The query Fmeasure Coverage score represents how well the CQAs are covered, even though all results are not exactly equivalent. For example, if a rewritten query retrieves 99 instances over the 100 expected ones, the query Fmeasure score is 0.99 (cf. Equation 3). CANARD obtains the best query Fmeasure Coverage score (0.505), followed very closely by AMLC+ra1 (0.502), while ra1 alone 0.409.

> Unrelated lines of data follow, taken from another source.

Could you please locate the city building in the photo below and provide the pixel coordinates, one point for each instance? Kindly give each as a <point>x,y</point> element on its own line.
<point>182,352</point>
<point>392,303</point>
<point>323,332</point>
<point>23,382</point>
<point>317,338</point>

ra1 obtains a 0.97 not disjoint Precision score because the interpretation of the ontologies during their population changed a little from that of ra1. (e.g., (conference:Poster , ekaw:Poster Paper , ≡ ) and ( conference:Poster , confOf:Poster , ≡ ) are not correct anymore because conference:Poster was considered to be the actual poster object in the population, and not a poster paper). The Precision and Coverage scores of AML and DOME are lower on the Populated Conference dataset than on the Original dataset. The Coverage scores of Alin are lower on the Populated Conference dataset because it encountered errors over the pairs with the cmt ontology.
The simple reference alignment ra1 obtains the best of the simple alignments Coverage scores overall (classical 0.37, query Fmeasure 0.41). AML has the best Coverage scores (classical 0.31, query Fmeasure 0.37) of the simple alignment systems followed by Wiktionary (classical 0.26, query Fmeasure 0.34). AMLC improves the Coverage of ra1 which it includes (classical 0.46, query Fmeasure 0.50).
Alin, AML, DOME, LogMap, LogMapKG, ONTMAT1 obtain Precision scores similar to ra1’s which leads to think that most of their correspondences are correct. The Precision scores of POMAP++ is overall the lowest and AMLC (only the complex output correspondences) comes second last.